• ビットコイン価格は下落の勢いが加速する中で一時6万6100ドルを下回り、週間の安値を更新した。
  • ASICマイニング機器の価格はビットコインの25%の調整に追随する形で、年初来20%下落している。
  • 上昇ウェッジ(Rising Wedge)の下抜けが確定したことで、5万ドル水準に向けたさらなる下落が予測される。

ビットコインが週間の新安値を記録、Blockwareは「二重の押し目買い」を提唱

ビットコイン価格は、水曜日に一時6万6100ドルを割り込み、今週の安値を更新した。短期的には売り圧力が支配的であり、以前の保ち合い(コンソリデーション)ゾーンを大幅に下回る水準で取引されている。

Blockware Intelligenceが発行したニュースレターによると、ASICビットコインマイニング専用機器の価格は年初来で20%下落した。これは、同期間におけるビットコインの約25%の下落を追いかけるような動きとなっている。

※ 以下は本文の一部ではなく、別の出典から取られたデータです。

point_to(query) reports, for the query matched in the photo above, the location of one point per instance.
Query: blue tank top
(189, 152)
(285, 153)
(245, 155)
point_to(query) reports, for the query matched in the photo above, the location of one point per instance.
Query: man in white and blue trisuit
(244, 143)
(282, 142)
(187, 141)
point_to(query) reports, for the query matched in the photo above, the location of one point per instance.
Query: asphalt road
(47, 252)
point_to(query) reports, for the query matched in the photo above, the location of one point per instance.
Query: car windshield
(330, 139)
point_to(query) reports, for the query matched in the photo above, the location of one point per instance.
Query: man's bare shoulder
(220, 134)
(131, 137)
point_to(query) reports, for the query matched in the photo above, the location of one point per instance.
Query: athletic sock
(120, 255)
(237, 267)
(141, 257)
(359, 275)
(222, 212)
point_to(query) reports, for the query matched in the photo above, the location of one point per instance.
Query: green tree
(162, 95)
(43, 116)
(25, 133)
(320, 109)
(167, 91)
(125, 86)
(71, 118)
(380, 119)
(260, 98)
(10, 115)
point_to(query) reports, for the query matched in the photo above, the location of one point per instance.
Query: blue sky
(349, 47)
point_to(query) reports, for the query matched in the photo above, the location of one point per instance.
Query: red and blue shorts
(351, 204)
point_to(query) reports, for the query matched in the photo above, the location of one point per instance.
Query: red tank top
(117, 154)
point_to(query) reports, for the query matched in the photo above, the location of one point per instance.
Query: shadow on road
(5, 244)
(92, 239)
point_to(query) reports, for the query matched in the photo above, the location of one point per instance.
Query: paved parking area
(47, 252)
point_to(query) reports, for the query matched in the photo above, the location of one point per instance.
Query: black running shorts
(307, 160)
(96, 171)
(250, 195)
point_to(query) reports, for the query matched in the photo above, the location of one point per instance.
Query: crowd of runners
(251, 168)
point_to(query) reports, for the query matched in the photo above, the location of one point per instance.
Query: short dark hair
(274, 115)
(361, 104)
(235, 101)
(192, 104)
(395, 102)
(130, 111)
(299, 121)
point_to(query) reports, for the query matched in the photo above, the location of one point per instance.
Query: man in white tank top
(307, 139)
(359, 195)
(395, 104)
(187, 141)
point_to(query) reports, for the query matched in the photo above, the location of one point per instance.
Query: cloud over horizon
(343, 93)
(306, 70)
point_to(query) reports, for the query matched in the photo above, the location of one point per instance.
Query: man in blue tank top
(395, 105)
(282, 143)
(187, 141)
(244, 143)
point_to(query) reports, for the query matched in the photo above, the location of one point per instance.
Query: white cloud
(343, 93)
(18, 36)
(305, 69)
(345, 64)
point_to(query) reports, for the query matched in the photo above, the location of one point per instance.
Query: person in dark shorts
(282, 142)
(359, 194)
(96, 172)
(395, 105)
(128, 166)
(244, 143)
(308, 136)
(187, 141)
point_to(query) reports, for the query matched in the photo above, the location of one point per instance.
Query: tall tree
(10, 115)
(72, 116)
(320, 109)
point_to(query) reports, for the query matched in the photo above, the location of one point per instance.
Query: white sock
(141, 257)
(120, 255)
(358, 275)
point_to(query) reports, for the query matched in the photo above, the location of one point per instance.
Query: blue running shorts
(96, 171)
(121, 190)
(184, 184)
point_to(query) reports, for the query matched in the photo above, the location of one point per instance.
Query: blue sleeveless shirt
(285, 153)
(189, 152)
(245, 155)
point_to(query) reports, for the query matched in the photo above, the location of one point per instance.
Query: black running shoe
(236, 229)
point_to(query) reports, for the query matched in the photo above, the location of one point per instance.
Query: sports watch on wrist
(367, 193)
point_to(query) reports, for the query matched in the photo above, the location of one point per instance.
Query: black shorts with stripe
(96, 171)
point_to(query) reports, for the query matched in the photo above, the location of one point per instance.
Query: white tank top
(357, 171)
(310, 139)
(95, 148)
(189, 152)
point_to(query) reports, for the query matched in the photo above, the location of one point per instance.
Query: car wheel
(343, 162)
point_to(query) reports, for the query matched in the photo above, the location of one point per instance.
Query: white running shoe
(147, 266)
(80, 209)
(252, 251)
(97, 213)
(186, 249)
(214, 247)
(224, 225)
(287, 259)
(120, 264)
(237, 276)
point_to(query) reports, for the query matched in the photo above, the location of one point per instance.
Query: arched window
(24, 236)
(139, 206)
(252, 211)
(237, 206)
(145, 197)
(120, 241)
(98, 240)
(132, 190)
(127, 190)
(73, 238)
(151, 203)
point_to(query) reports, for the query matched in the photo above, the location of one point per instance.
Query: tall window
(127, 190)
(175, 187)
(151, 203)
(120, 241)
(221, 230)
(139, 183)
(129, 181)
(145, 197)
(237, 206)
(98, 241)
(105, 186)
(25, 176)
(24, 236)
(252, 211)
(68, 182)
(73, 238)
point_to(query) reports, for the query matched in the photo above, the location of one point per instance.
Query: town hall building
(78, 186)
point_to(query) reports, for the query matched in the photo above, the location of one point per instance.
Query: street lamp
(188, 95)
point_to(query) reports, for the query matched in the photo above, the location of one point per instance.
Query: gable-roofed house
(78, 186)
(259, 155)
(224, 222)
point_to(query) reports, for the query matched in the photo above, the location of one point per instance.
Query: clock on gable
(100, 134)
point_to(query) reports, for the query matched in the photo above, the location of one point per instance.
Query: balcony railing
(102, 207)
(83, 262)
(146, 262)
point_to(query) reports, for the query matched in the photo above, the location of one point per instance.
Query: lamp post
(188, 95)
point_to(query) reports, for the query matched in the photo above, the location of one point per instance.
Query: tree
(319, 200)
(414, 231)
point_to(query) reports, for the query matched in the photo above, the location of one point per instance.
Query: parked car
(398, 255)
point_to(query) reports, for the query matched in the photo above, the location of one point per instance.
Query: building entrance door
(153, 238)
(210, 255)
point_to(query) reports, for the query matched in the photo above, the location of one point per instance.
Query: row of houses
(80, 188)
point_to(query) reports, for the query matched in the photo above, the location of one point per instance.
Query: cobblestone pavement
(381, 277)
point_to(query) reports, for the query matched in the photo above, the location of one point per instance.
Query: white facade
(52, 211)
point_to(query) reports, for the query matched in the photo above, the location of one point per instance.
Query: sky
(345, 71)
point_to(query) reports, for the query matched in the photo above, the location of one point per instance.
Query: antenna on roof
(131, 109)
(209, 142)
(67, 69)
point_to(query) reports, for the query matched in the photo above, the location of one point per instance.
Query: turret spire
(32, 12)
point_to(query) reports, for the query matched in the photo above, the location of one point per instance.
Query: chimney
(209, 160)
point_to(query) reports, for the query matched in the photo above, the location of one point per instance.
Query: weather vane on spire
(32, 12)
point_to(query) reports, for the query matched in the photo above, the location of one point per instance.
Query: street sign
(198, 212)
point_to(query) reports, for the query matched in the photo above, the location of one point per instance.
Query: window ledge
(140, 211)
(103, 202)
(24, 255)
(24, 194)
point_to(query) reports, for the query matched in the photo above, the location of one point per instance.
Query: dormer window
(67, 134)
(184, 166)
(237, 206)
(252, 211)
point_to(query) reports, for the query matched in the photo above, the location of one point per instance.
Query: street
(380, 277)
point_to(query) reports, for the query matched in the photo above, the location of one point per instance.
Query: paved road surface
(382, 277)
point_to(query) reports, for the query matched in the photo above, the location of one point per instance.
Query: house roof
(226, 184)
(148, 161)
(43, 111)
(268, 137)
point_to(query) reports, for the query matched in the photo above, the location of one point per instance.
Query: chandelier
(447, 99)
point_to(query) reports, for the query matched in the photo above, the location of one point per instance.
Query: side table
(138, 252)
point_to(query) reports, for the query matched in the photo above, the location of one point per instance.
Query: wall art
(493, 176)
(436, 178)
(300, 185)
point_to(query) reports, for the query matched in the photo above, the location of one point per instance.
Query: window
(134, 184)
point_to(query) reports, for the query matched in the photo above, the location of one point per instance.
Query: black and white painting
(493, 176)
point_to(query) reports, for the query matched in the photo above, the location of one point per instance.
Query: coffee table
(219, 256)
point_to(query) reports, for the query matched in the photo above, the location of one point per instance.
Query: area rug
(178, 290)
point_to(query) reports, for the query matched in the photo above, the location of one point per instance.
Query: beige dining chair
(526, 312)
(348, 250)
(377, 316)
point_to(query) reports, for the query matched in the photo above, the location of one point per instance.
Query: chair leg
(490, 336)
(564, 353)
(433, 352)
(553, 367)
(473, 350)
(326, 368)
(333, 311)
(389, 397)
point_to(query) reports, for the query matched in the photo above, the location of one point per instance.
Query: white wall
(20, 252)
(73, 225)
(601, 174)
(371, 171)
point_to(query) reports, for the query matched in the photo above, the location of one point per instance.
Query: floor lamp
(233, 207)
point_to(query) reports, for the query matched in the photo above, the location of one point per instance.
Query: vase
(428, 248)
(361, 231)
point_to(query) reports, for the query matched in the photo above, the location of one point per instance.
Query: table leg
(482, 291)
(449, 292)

同時に予測市場では、2026年末までにアメリカ連邦政府がビットコインマイニングに参入する可能性について関心が高まっている。

Blockwareは、市場に対し「現物と機器の両方における押し目買い(Buy-the-dip)」の二重のシグナルだと通知しているが、テクニカル指標は異なる展開を示唆している。

チャート上に現れた「上昇ウェッジ(Rising Wedge)」の目標値は、5万ドルに向けたさらなる下落を暗示している。

これらのシグナルを注視する戦略的なトレーダーは、現在の押し目に多額の資本を投入する前に、二つ目のウェッジの崩壊が確定するのを待つ可能性がある。

水曜日に一時6万6100ドルを下回って取引されたことで、ビットコイン価格は週間の新安値を付けた。全体的なチャート構造は、7万ドル付近からの最初の暴落以降、高値を切り下げ続ける展開を反映している。

マイニング機器およびインフラサービス企業であるBlockwareは、最新の報告書において、ビットコインマイニング専用の高性能ハードウェアである「ASIC(SHA-256アルゴリズム)」の価格が、ビットコインの価格変動と密接に連動していることを確認した。ビットコイン価格が年初来で25%下落した際、機器の平均販売価格も同期間に約20%下落した。

また同レポートは、次世代のマイニング機器は依然として現在の市場価格よりも低いコストでビットコインを生成できていると指摘した。電気代が1kWhあたり0.07ドルの場合、S21 XPの損益分岐価格は1BTCあたり約4万2000ドルとなる。

alt [Blockware Clients BTC Breakeven Price ($0.070/Kwh | Source: Blockware]

Blockwareは、ビットコインマイニングを、市場の下落局面を利用するための「割引されたドルコスト平均法」戦略であると位置づけた。

一方で予測市場では、2026年末までに米政府がマイニングに参加するという期待が勢いを増している。予測市場Kalshiの「連邦政府はビットコインのマイニングを開始するか?」というイベントでは、今週、予測確率が9%に上昇した。2025年12月に開始されたこのイベントの総取引額は、現在7万ドルに迫っている。

これは依然として可能性の低い結果ではあるが、Blockspace Intelligenceが示唆するように、国家によるマイニング・インフラ構築に向けた大量注文を予見して、機器を投機的に取得する動きを促す可能性がある。

ビットコイン価格予測:二つ目の上昇ウェッジが崩れれば5万ドルへの下落リスク

ビットコインの3日足チャートでは、12万ドル付近の上限から形成された「上昇ウェッジ」の下抜けが完了し、その後7万ドル水準に向けた想定通りの下落が続いている。その後、9万ドル付近でより小さな上昇ウェッジ内で価格を固めようとしたが、再び下方向へ崩れた。

大きなウェッジの形状に基づくと、現在はチャートに示されている通り5万ドルゾーンに向けた下落の延長が予測される。日中に週間安値を更新したことは、現在の価格では依然として押し目買いの勢力を引き付けるのに苦戦していることを反映している。

alt [Bitcoin (BTC) technical price analysis, Feb 18, 2026 | TradingView]

3日足のRSI(14)は30台半ばで低迷しており、明確な強気のダイバージェンス(逆行現象)がないまま、持続的な弱気モメンタムを裏付けている。また、下落時のローソク足で出来高が増加しており、売り圧力の強さが証明されている。

回復に向かうには、7万5000ドルを奪還し、高値を切り下げている流れを無効化する必要がある。また、9万ドルの上で価格を維持できれば、ウェッジによる下落シナリオは打ち消される。

それが実現するまでは、現在のテクニカル的な傾向として、大口の再参入が本格化する前に5万ドルのサポートレベルに向けて下落が継続するリスクが高い。